A comment in objects.h sez “Like JS_OBJECT_TYPE but created from Api functions.” Cool.

Anyway, in the IC system we don’t find the property on the object, so we prepare for a non-existent load. We create a Tuple3 which is a struct with three values: a holder cell, a smi-handler and a validity cell. This information makes it possible to handle the load as efficiently as possible while safeguarding against structural changes that invalidate the approach.

The smi-handler value is 0x7, which means it’s a handler meant to “load” non-existent properties. Generally, this means returning undefined to the caller. The validity cell protects against this ever changing.

How did I find all this out? By poking around in the feedback vector. I did this poking around after the first miss, so the IC is in monomorphic state at this point. It’s only later we’ll go megamorphic. Here is the feedback vector slot for our keyed load:

(gdb) jfv nexus_->vector()
0x671f59d0e21: [FeedbackVector]
 - length: 64
....
 Slot #20 LoadKeyed MONOMORPHIC
   [22]: 0x231997de8b99 <String[27]: jQuery191044337671379997645>
   [23]: 0x2a9781fd401 <FixedArray[2]>

and here is the data with the Tuple3 structure, as pulled out of the FixedArray in [23] above:

(gdb) job 0x2a9781fd401
0x2a9781fd401: [FixedArray]
 - map = 0x1a6253c82309 <Map(FAST_HOLEY_ELEMENTS)>
 - length: 2
 0: 0x231997de25f9 <WeakCell value= 0xad329834ef9 <Map(FAST_HOLEY_SMI_ELEMENTS)>>
 1: 0x671f59d63e1 <Tuple3>
(gdb) job 0x671f59d63e1
0x671f59d63e1: [Tuple3]
 - value1: 0x3e7913e02201 <null>
 - value2: 7
 - value3: 0x231997de25d1 <Cell value= 0>

So this load is quite complicated already, and soon goes Megamorphic because we come in with different receiver maps.

Anything else to do?

The last keyed load I’m interested in is for the line data = id && cache[ id ]. cache is the JQuery cache object, just an ordinary object with some 150 holey array elements. This keyed load is monomorphic and uses a simple element handler. Turbofan should definitely optimize this.
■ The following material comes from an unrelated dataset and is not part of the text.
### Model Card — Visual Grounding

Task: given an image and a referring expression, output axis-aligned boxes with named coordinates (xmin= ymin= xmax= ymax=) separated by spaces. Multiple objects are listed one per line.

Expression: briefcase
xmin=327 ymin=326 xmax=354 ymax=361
In the vector we store the map of the JQuery cache, and have a smi value to represent what we should do. It encodes whether or not the object is a JSArray (it is not), and what the ElementsKind is (FAST_HOLEY_ELEMENTS).

Happily, this load has been optimized in TurboFan.

Unhappily for me, I don’t have an A-HA! discovery in this block to crow over. Performance investigations sometimes are like that.

As for the Builtin_HandleApiCall issue in unoptimized JavaScript function curCSS in the output from Jaro’s tool, Benedikt did some follow-up there, recognizing cases where we could use a stub to make the api call less expensive. A story for another day…